Rolling out the new season in style, Anima Gallery, The Pearl, has announced Collective Exhibition 2016, an exhibition of nine contemporary artists from Lebanon, Japan, Germany, Taiwan, Spain, and Iran, which opens today (Thursday) and is on through October 30.
Featuring top artistes such as Peter Zimmermann, Ali Hassan, Masakatsu Sashie, Said Baalbaki, Tsi Wei Chen, Aurora Canero, Starsky Brines, Kambiz Sharif, and Timo Nasseri, the exhibition is sure to draw a big crowd in the coming days. Anima Gallery gives us a lowdown on the artists whose works will adorn its bright white walls, starting today.
Noted German contemporary abstract artist Zimmermann has been most feted for his blob paintings and book cover paintings. Zimmermann’s way of working – his medium essentially involves airbrushing combined with digital arts – is rather peculiar. Often drawing his source material from texts or book covers, he scans them into his computer, tweaks them using Photoshop and other such digital manipulation toolboxes, and eventually gets the resultant image onto a canvas, which bears nearly no resemblance to the source image.
Following application of “numerous strata of pigmented and dyed acrylic resin to the support,” he transforms the contents into “palpable and mellifluous bodies” of light and colour. In an interview earlier this year, Zimmermann had told Community, “In the beginning, I was very careful about trying to find a balance between hardly recognising the source image and retaining its traces as hints. As time went by, I thought that I could more or less do away with the origin, the source image. So what I have tried to focus on is to have an interesting abstraction which works as a painting itself.”
Born in 1974 in city of Kanazawa in Ishikawa Prefecture, Masakatsu Sashie’s signature orb paintings of the “fictional world, filled with futuristic warnings about human’s tendencies for environmental dominance and over-consumption,” are as much a source for wide-eyed wonder as they are a trigger for a flood of questions, curiosities and concerns.
Sashie’s gently-floating massive orbs are created out of scraps of old constructions from the Showa-period – a period of enlightened peace and harmony, period of radiant Japan during the time of reign of the Sh?wa Emperor, Hirohito, from 1926 to 1989 – and pieces of mass production and mass consumption culture, explains a note on the exhibition. Things like vending machines, pachinko parlours or fast food signs and video game components are woven into Masakatsu’s imagery in his orb painting.
Lebanese artist Said Baalbaki explores themes of historical accuracy, institutional power and social memory feature in his artwork.
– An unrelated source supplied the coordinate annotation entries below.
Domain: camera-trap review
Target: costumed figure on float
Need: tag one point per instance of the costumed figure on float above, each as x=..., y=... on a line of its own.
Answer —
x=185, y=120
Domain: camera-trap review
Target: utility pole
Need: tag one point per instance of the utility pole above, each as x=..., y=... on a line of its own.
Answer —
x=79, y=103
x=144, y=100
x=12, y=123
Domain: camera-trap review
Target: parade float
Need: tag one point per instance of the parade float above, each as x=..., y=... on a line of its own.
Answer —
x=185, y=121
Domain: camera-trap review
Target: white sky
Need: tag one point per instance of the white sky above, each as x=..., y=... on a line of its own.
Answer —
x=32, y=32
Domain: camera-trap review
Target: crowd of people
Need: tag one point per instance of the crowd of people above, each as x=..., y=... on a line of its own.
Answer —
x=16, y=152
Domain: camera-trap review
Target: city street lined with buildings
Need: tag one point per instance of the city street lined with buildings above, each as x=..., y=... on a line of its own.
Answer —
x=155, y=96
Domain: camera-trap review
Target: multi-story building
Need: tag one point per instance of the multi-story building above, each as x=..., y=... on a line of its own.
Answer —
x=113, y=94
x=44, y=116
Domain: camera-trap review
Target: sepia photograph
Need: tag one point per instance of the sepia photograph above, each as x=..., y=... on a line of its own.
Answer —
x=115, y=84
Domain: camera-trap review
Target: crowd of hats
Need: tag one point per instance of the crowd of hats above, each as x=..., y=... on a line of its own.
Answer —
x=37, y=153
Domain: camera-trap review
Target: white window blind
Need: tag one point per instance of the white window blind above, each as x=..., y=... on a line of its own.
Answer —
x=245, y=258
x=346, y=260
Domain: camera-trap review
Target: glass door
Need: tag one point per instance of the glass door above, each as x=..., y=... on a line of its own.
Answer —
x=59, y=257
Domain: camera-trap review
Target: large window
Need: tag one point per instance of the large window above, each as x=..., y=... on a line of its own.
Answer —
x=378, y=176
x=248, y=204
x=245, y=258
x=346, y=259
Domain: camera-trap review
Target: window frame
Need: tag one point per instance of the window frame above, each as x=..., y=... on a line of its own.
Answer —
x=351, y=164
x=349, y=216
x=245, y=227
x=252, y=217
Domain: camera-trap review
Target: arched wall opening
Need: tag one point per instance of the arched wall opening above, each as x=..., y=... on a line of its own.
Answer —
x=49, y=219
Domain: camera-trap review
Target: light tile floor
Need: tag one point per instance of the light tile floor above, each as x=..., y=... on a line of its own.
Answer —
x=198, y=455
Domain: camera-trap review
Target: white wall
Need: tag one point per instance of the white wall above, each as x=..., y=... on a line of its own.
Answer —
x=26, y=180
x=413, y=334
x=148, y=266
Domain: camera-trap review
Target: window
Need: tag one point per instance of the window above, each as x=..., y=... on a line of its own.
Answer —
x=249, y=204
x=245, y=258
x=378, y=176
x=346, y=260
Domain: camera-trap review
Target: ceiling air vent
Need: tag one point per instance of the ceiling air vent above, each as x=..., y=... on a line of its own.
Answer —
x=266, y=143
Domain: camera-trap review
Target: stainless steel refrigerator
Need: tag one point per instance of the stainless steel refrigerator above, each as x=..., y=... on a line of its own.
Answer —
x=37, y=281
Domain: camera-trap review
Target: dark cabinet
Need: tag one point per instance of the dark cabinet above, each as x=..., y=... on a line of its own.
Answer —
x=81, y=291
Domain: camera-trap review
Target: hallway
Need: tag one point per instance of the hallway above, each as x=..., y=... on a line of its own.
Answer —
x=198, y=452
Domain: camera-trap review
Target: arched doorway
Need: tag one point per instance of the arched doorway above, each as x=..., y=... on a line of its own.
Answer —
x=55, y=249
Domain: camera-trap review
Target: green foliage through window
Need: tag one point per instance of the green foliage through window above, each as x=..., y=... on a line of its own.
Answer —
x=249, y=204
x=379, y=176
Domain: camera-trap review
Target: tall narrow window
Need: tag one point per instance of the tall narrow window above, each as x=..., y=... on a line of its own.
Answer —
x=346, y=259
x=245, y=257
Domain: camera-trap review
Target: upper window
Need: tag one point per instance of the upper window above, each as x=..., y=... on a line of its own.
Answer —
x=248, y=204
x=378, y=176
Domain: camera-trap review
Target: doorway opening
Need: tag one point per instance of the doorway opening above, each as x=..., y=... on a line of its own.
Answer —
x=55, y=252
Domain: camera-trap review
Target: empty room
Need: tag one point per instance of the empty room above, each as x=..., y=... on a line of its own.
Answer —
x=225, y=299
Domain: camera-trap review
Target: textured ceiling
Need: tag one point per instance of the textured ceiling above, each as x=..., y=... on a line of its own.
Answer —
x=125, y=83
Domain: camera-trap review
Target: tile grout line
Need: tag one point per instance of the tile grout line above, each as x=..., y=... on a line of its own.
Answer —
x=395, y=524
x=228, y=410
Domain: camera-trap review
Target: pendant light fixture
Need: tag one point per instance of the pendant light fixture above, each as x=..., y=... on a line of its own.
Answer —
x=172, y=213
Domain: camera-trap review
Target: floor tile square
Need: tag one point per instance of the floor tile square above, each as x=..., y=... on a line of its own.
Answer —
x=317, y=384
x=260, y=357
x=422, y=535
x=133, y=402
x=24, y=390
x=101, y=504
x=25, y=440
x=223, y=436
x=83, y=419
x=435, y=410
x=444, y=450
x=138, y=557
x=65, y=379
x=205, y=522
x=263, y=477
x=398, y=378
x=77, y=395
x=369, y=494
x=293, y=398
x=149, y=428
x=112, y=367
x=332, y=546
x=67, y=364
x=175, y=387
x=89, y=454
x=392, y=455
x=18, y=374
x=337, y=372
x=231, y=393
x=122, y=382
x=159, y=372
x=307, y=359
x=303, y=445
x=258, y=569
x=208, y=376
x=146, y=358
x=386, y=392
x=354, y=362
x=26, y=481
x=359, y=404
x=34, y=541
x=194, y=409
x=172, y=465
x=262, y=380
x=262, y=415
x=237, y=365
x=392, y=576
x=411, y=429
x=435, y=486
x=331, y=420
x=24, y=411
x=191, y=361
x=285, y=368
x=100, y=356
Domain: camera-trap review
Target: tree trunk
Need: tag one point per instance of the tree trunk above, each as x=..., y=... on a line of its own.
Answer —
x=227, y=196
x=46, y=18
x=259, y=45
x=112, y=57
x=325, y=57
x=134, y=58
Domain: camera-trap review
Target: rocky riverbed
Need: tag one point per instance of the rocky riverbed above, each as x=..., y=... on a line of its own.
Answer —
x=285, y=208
Painter and interdisciplinary artist Baalbaki is based in Berlin. Initially known for painted works that drew on his experiences as a child during the Lebanese Civil War and Israeli occupation, Baalbaki’s paintings, often devoid of people, portray piles of items such as suitcases, shoes, clothing and other belongings, symbolising lost, unrecorded and forgotten stories of history.
A conceptual shift in Baalbaki’s work occurred in 2006 when he began to examine the role of museums and institutions in guiding dominant perceptions of history. His ongoing project ‘Al Buraq’ is a fictional museum display charting the discovery of remains of the winged horse with a human head that is part of the Islamic tradition.
Aurora Canero has been working in bronze for more than 30 years. Born and educated in Spain, she creates poetic and whimsical meditations on the human spirit. Her figures transcend the physical properties of solidified metal and take on a life and emotional character to themselves. They are constantly confronting a moment of truth, whether about themselves or the world surrounding them, and emanate a mysterious trepidation between what just happened, a past barely hinted at, and what is going to happen next.
Timo Nasseri began his artistic career as a photographer. Born in Berlin in 1972 to a German mother and an Iranian father, Nasseri, in 2004, made the transition to creating sculpture. Combining Islamic and western cultural heritages, his work is inspired as much by specific memories and religious references as by universal archetypes described by mathematics and language, and the inner truths of form and rhythm.
Born in 1978 in Tabriz, Iran, Kambiz Sharif, during his teenage years, developed an interest in art, taking pictures and drawing sketches and using different materials, clay, wood, etc. to make models. From 1992 to 1996, he attended the Mirak Arts School in Tabriz, earning his Art Diploma. After graduation, Sharif moved to Tehran where he opened a studio and began working in sculpture full-time, using form to express his thoughts and feelings. Sharif opened his own sculptural school in 2001 with classes in clay, wood, stone, and in bronze casting. Sharif migrated to Vancouver, Canada, just over two years ago, and has started a new life, opening a studio in Vancouver where he continues his sculptural practice.
Taiwan’s Tsi Wei Chen, in the process of making artistic creation, always tries to get rid of the habitual rational judgement, and with a different angle, uses his heart to experience the inspiration given by the people, events, and objects of surrounding reality. When an artistic creation takes shape gradually with the rise and fall of thought in one’s mind, one can discover the beauty constantly during the process, believes Chen.